Atualmente, com a desagregação dos costumes, se uma professora bem-intencionada, no intuito de ajudar a gravar na mente de uma criança determinado ensinamento, lhe der um belo puxão de orelha, um tapa de raspão na cabeça ou usar outro método mnemônico desta ordem, é capaz de ser presa.
Além desses saudosos instrumentos, existia a possibilidade de se fazer um aluno rebelde se ajoelhar, à frente de todos, sobre grãos de milho. Que nem estes aqui no meu bolso, ó, que eu trouxe apenas para efeitos demonstrativos. Pontudinhos, né? São de pipoca.
Milho é uma palavra que vem do Latim millium, de mille, “mil”. Era uma palavra aplicada a outras plantas, devido ao grande número de grãos produzidos, e acabou sendo aplicado à planta originária da América.
Vou contar mais: em casos mais sérios, antigamente o trato de problemas com pessoas que não queriam seguir os ditames da lei podia ser terceirizado.

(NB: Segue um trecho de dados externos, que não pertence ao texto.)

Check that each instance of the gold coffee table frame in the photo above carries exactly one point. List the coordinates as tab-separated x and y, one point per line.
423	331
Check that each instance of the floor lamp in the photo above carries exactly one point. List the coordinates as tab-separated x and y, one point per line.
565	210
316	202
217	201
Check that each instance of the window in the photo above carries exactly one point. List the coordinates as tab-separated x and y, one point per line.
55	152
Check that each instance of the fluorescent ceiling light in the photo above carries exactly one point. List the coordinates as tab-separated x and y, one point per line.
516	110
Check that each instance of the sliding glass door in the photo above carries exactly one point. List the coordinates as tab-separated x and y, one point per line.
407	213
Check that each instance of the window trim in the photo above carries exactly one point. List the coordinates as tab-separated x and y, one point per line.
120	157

Uma das categorias que se ocupavam disso para que outros não precisassem sujar as mãos era a dos carrascos, palavra que teria vindo de um senhor chamado Belchior Carrasco, que se destacou no Portugal da Idade Média como sendo muito proficiente na arte do castigo.
E o nome de família dele vem de carrasco mesmo, que é um tipo de vegetação baixa e densa.
Pode-se usar a palavra algoz também, que deriva da tribo Árabe al-ghozz, de onde seriam escolhidos os profissionais para este tipo de atividade. O que me lembra que preciso escrever para a embaixada da Arábia para tratar da importação de determinado artigo de que preciso.
A palavra castigo, que é do que certas crianças precisam para poderem crescer inseridas no bom comportamento que é a base da sociedade, tem uma origem interessante.
Vem do Latim castus, “puro, limpo, sem falta”. O verbo castificare, “tornar casto, puro”, acabou gerando o atual castigar. Notem como aquelas sábias pessoas de então já sabiam quais eram os caminhos para a elevação do espírito.
Claro que o castigo poderia ser aplicado sob a forma de uma surra, de origem incerta, ou de uma boa tunda, que vem do Latim tundere, “cobrir de pancadas”.
Em casos extremos, isso podia ser obtido por meio de tortura, que deriva do Latim torquere, “torcer”, pois várias partes do corpo do faltoso às vezes precisam ser torcidas para que ele passe a ter uma postura não-distorcida.
Ué, bateu o sinal de fim da aulinha e todos vocês estão bem quietos, de olhos arregalados, comportando-se como anjos!
Ninguém interrompeu com perguntas bobas; Valzinha não falou sobre os casos escabrosos de suas vizinhas, Zorzinho não anotou nada, Joãozinho não passou a mão em nenhuma das meninas e todos estão de olhos muito abertos…
Por que será? Só posso imaginar que finalmente uma das minhas dissertações tocou suas alminhas, o Céu as guarde.
Agora vão para casa, pensem bem no que a Tia Odete disse e voltem amanhã tão bonzinhos como estiveram hoje.